El biomonitoreo puede servir como otro enfoque de ciencia ciudadana para evaluar la calidad del agua que no requiere ningún sensor, sino que utiliza organismos vivos para aprender sobre las condiciones ambientales y el estado. Se considera un método barato y confiable. Por lo general, las iniciativas de ciencia ciudadana se basan en bioindicadores como los macroinvertebrados. Se pueden identificar diferentes grupos taxonómicos utilizando herramientas y aplicaciones fáciles de usar. Por ejemplo, la presencia de especies sensibles a la contaminación, como las efímeras y los tricópteros, indica agua limpia, mientras que la de especies tolerantes a la contaminación, como las sanguijuelas, indica agua insalubre. La iniciativa Freshwaterwatch presenta pautas y herramientas para la ciencia ciudadana que monitorea los ecosistemas de agua dulce, incluyendo su biomonitoreo. Además de los indicadores de fauna, la capacitación también cubre la recopilación de datos sobre algas y macrófitos, que son otro grupo de organismos cuya presencia o ausencia indica la calidad del agua dulce.

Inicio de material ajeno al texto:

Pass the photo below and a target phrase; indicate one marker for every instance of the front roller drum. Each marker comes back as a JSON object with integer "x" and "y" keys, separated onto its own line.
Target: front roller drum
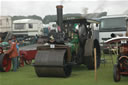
{"x": 52, "y": 63}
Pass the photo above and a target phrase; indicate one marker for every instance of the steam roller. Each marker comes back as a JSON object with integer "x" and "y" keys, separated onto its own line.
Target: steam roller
{"x": 53, "y": 61}
{"x": 66, "y": 47}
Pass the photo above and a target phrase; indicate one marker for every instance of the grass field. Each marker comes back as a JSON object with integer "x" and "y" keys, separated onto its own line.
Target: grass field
{"x": 80, "y": 76}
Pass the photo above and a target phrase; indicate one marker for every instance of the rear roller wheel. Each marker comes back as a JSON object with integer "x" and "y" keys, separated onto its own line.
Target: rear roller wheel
{"x": 52, "y": 63}
{"x": 116, "y": 73}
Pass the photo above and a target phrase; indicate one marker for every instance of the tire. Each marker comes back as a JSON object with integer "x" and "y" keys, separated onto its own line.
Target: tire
{"x": 116, "y": 73}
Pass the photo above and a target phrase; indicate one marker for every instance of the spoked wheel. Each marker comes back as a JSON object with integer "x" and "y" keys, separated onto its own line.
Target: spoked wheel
{"x": 21, "y": 61}
{"x": 5, "y": 63}
{"x": 28, "y": 62}
{"x": 116, "y": 73}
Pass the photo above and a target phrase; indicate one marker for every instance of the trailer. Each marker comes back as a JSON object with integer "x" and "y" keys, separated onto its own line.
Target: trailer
{"x": 27, "y": 27}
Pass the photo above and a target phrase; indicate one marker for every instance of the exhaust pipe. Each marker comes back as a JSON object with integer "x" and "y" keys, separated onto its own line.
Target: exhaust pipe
{"x": 60, "y": 16}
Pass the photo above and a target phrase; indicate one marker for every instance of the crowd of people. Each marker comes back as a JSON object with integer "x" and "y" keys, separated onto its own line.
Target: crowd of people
{"x": 13, "y": 51}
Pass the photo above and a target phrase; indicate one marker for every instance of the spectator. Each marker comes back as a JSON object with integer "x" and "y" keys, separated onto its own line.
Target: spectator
{"x": 0, "y": 40}
{"x": 13, "y": 54}
{"x": 18, "y": 57}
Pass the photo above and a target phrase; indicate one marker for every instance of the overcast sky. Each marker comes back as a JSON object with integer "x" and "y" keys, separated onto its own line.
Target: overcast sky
{"x": 48, "y": 7}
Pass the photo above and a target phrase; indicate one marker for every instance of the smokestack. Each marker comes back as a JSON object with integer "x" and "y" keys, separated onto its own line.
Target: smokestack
{"x": 60, "y": 16}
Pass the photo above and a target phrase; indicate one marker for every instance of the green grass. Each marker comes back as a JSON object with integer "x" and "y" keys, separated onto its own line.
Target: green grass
{"x": 80, "y": 76}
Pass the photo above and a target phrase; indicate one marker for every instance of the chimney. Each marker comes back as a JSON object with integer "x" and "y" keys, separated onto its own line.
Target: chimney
{"x": 60, "y": 16}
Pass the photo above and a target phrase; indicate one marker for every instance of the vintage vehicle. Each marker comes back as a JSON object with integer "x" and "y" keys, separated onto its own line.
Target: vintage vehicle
{"x": 5, "y": 61}
{"x": 27, "y": 54}
{"x": 111, "y": 26}
{"x": 121, "y": 66}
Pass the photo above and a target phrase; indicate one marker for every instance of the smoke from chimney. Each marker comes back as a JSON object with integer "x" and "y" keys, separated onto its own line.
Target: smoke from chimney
{"x": 101, "y": 6}
{"x": 126, "y": 12}
{"x": 61, "y": 2}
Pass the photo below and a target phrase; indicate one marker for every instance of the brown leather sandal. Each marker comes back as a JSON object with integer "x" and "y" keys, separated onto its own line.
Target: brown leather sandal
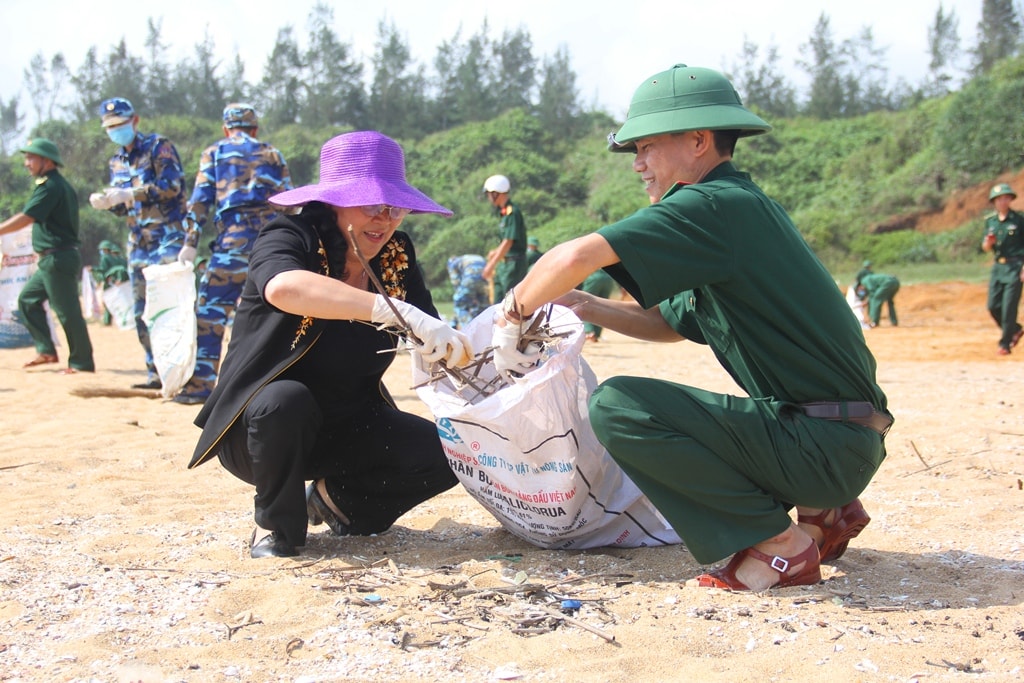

La industria de los combustibles fósiles tiene un impacto negativo en la salud del suelo y los ecosistemas terrestres. Por ejemplo, la minería de carbón daña directamente la tierra y destruye paisajes enteros al remover la capa superficial del suelo y raspar el suelo. Además, contamina indirectamente el suelo con subproductos tóxicos como metales pesados. La iniciativa de ciencia ciudadana Prepsoil proporciona un marco para el monitoreo del suelo en Europa. Para un monitoreo sencillo de la salinidad del suelo, utilice un medidor de conductividad eléctrica (CE). La mejor manera de analizar el suelo para detectar metales pesados es enviar una muestra al laboratorio de suelos. La perturbación de los ecosistemas terrestres puede evaluarse mediante el monitoreo de especies invasoras y la recopilación de datos sobre su presencia mediante mapeo participativo.